Tēnā koutou katoa – Greetings to you all300th Post
Heat Exchanger - artist ken allan
My work environment has been a bit noisy lately. The school is having the roof renovated. The building’s air-conditioning units have been disconnected during the time of this refurbishment.

It being summer, there’s a need to open windows and to bring in industrial air-conditioning units to maintain a workable atmosphere within the building. At the beginning of this week, contractors wheeled two of these units into the space close to my office area, plugged them into the mains and switched them on.

Other units were similarly introduced at points throughout the building. The Science teachers who worked in the areas, including myself, viewed this activity with amusement. It was evident that the contractors knew nothing about thermodynamics.

It sucks

The heat exchange part of an air-conditioning unit operates in a way similar to a refrigerator. In normal use, the unit sucks warm air from the room through a cooling unit and filter.
Fresh air from outside the building is drawn in through windows and other openings to replace the heated air expelled during the process.
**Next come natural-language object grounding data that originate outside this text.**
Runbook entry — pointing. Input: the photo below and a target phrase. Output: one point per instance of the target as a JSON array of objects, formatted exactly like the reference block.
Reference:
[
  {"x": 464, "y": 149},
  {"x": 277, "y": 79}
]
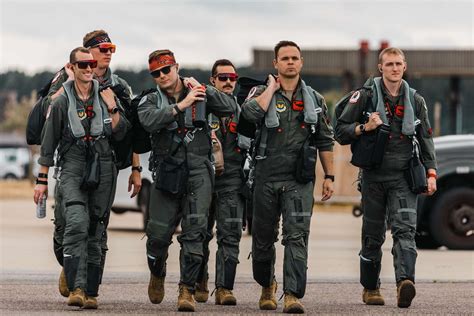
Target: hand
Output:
[
  {"x": 40, "y": 190},
  {"x": 134, "y": 180},
  {"x": 328, "y": 189},
  {"x": 197, "y": 93},
  {"x": 109, "y": 98},
  {"x": 69, "y": 72},
  {"x": 373, "y": 122},
  {"x": 273, "y": 83},
  {"x": 191, "y": 81},
  {"x": 431, "y": 186}
]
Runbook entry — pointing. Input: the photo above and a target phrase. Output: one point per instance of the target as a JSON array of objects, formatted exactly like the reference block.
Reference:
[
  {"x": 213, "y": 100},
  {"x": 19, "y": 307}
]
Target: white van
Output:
[
  {"x": 14, "y": 162},
  {"x": 139, "y": 203}
]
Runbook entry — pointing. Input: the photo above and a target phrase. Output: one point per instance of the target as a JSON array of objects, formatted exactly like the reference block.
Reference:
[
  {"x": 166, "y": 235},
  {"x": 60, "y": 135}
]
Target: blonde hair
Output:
[
  {"x": 91, "y": 35},
  {"x": 392, "y": 51}
]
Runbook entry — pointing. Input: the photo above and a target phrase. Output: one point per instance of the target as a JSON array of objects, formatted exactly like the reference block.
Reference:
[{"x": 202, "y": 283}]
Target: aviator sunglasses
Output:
[
  {"x": 165, "y": 70},
  {"x": 106, "y": 47},
  {"x": 227, "y": 76},
  {"x": 83, "y": 64}
]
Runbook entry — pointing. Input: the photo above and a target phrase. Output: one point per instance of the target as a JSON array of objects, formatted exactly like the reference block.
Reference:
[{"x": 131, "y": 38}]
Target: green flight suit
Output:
[
  {"x": 386, "y": 197},
  {"x": 227, "y": 204},
  {"x": 277, "y": 192},
  {"x": 59, "y": 222},
  {"x": 191, "y": 208},
  {"x": 84, "y": 212}
]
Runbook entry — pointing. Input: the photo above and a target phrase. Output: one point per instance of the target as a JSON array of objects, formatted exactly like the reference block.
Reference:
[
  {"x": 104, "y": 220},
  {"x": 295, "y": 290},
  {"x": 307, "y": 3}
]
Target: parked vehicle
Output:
[
  {"x": 14, "y": 162},
  {"x": 447, "y": 217},
  {"x": 123, "y": 203}
]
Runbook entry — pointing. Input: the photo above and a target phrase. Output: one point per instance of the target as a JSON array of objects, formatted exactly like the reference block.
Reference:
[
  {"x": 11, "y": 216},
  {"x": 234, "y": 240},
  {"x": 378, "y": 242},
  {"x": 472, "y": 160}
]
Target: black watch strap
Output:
[
  {"x": 177, "y": 109},
  {"x": 329, "y": 176},
  {"x": 137, "y": 168}
]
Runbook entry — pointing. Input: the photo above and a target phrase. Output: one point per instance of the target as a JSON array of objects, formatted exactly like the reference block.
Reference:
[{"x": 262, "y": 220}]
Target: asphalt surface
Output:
[{"x": 29, "y": 272}]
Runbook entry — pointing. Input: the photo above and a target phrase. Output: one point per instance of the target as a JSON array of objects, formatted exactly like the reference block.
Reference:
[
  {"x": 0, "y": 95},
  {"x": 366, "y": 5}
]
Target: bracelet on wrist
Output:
[
  {"x": 176, "y": 107},
  {"x": 137, "y": 168},
  {"x": 329, "y": 176},
  {"x": 41, "y": 182}
]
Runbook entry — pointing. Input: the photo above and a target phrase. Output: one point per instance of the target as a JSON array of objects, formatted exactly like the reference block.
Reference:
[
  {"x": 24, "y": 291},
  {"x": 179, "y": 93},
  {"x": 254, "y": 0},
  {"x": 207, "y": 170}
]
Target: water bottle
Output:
[{"x": 41, "y": 207}]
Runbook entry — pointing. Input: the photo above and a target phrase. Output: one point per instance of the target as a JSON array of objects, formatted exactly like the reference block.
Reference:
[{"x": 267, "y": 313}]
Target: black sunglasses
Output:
[
  {"x": 227, "y": 76},
  {"x": 83, "y": 64},
  {"x": 165, "y": 70}
]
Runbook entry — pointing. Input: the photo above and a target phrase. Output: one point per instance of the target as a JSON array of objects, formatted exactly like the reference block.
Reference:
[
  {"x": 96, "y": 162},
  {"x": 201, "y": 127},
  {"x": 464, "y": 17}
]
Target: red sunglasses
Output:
[
  {"x": 106, "y": 47},
  {"x": 83, "y": 64},
  {"x": 227, "y": 76}
]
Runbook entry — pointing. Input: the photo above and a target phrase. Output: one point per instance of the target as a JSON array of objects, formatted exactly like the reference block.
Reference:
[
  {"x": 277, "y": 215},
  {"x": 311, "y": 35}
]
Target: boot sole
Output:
[
  {"x": 407, "y": 293},
  {"x": 268, "y": 307},
  {"x": 228, "y": 303},
  {"x": 186, "y": 308},
  {"x": 75, "y": 303},
  {"x": 294, "y": 310},
  {"x": 201, "y": 299}
]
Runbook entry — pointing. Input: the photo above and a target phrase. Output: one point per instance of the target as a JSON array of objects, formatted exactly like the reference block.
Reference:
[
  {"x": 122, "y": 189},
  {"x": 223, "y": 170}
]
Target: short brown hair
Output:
[
  {"x": 283, "y": 44},
  {"x": 72, "y": 55},
  {"x": 159, "y": 52},
  {"x": 221, "y": 62},
  {"x": 91, "y": 35},
  {"x": 392, "y": 51}
]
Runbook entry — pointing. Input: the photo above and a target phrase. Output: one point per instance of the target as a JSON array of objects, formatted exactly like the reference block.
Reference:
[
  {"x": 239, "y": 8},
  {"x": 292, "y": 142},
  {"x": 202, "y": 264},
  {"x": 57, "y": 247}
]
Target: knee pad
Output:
[
  {"x": 369, "y": 273},
  {"x": 94, "y": 275},
  {"x": 263, "y": 272},
  {"x": 230, "y": 267},
  {"x": 71, "y": 264},
  {"x": 58, "y": 251}
]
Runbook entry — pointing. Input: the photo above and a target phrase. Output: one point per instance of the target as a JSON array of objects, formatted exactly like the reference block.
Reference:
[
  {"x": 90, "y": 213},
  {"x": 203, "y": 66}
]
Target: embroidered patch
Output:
[
  {"x": 281, "y": 106},
  {"x": 142, "y": 100},
  {"x": 81, "y": 113},
  {"x": 56, "y": 77},
  {"x": 399, "y": 110},
  {"x": 251, "y": 93},
  {"x": 48, "y": 112},
  {"x": 214, "y": 125},
  {"x": 355, "y": 97}
]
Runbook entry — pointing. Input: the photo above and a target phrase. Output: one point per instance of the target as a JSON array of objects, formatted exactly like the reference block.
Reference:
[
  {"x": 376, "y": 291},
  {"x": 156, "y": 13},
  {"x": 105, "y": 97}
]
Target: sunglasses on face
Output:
[
  {"x": 106, "y": 47},
  {"x": 83, "y": 64},
  {"x": 229, "y": 76},
  {"x": 165, "y": 70}
]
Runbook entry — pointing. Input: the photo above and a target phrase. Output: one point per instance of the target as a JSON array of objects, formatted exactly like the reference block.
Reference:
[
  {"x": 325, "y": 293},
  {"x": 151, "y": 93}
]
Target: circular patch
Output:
[
  {"x": 354, "y": 97},
  {"x": 214, "y": 126},
  {"x": 281, "y": 107}
]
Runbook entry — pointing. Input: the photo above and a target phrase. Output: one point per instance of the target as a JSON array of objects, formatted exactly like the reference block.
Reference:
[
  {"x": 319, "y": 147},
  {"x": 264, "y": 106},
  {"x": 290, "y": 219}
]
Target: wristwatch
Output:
[
  {"x": 137, "y": 168},
  {"x": 329, "y": 176}
]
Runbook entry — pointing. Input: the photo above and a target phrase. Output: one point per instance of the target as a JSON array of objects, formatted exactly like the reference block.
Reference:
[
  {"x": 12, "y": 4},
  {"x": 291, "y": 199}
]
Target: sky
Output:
[{"x": 38, "y": 35}]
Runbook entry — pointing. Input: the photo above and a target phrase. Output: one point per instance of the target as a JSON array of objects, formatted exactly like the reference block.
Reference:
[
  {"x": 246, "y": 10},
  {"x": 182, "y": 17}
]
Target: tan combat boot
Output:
[
  {"x": 372, "y": 297},
  {"x": 292, "y": 305},
  {"x": 225, "y": 297},
  {"x": 76, "y": 298},
  {"x": 268, "y": 299},
  {"x": 156, "y": 289},
  {"x": 63, "y": 290},
  {"x": 90, "y": 302},
  {"x": 405, "y": 293},
  {"x": 186, "y": 301},
  {"x": 202, "y": 292}
]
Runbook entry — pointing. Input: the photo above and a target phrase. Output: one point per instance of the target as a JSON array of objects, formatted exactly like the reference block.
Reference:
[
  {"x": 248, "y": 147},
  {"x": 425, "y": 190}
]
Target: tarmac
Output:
[{"x": 29, "y": 271}]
The resulting chilled air is blown back into the room while the removed heat is air-pumped to the exterior, usually through a duct in a window.

In the case of the units that we observed, there was no such venting. Instead, the hot air from the action of the cooling unit was being pumped back into the room. It was as if a fridge had been turned on and its door had been left wide open. In such a circumstance, the fridge does nothing more than make a noise and heat the room.

The overall effect of the air-conditioning units being used in this way was not unlike that of using large blow heaters. In no time, people started to complain about the rising temperature.

A little learning

Science is a wonderful thing. Its principles are being utilised in just about every piece of technology that contributes to our lives today. Of course, an understanding of scientific principles isn’t always necessary to use or install the equipment that puts these principles into effect.

There are at least three levels of understanding that can allow one to realise the significance of a scientific idea, such as the thermodynamic principles that were put to use in the construction of the air-conditioning units:

  1. It works provided certain conditions are met according to a recipe for installation. For the air-conditioning unit to be effective, it has to be functioning and have its required vents clear, one of which has to be ducted to the exterior.

  2. It works as it follows the thermodynamic idea that heat can be pumped by using a small amount of energy that is eventually released as heat (which is why the fridge with its door open does nothing more than heat up the room).

  3. It works, and its function can be explained by thermodynamic principles:

    a) energy can neither be created nor destroyed,

    b) heat energy is released when a gas is compressed so that it condenses to a liquid and this same heat is taken in when the liquid is allowed to evaporate
    – this is what happens in the heat exchange unit of a fridge,

    c) some energy will always be wasted when heat energy is pumped using mechanical means – entropy is always increased as a consequence

Understanding at level 3 can be achieved by senior secondary school Physics students.

Level 2 can be understood by able students of Junior Science.

Working recipes that define the factors that are important in level 1 need only be followed when it comes to the correct and appropriate installation of a piece of technology in general circumstances.

The example that I unpack here shows how related learning can apply at various levels to the curriculum. What is significant is that the most elementary levels of learning are still important to the correct use of technologies that involve sophisticated principles in their design and construction.


As it happens, the contractors were notified by Science teachers about the correct use of the air-conditioning units which were immediately switched off. Appropriate locations near windows were then found. Necessary ducts to the outside of the building were fitted correctly to the machines within 24 hours.

Through all this, the cicadas continued their sibilant summer chorus.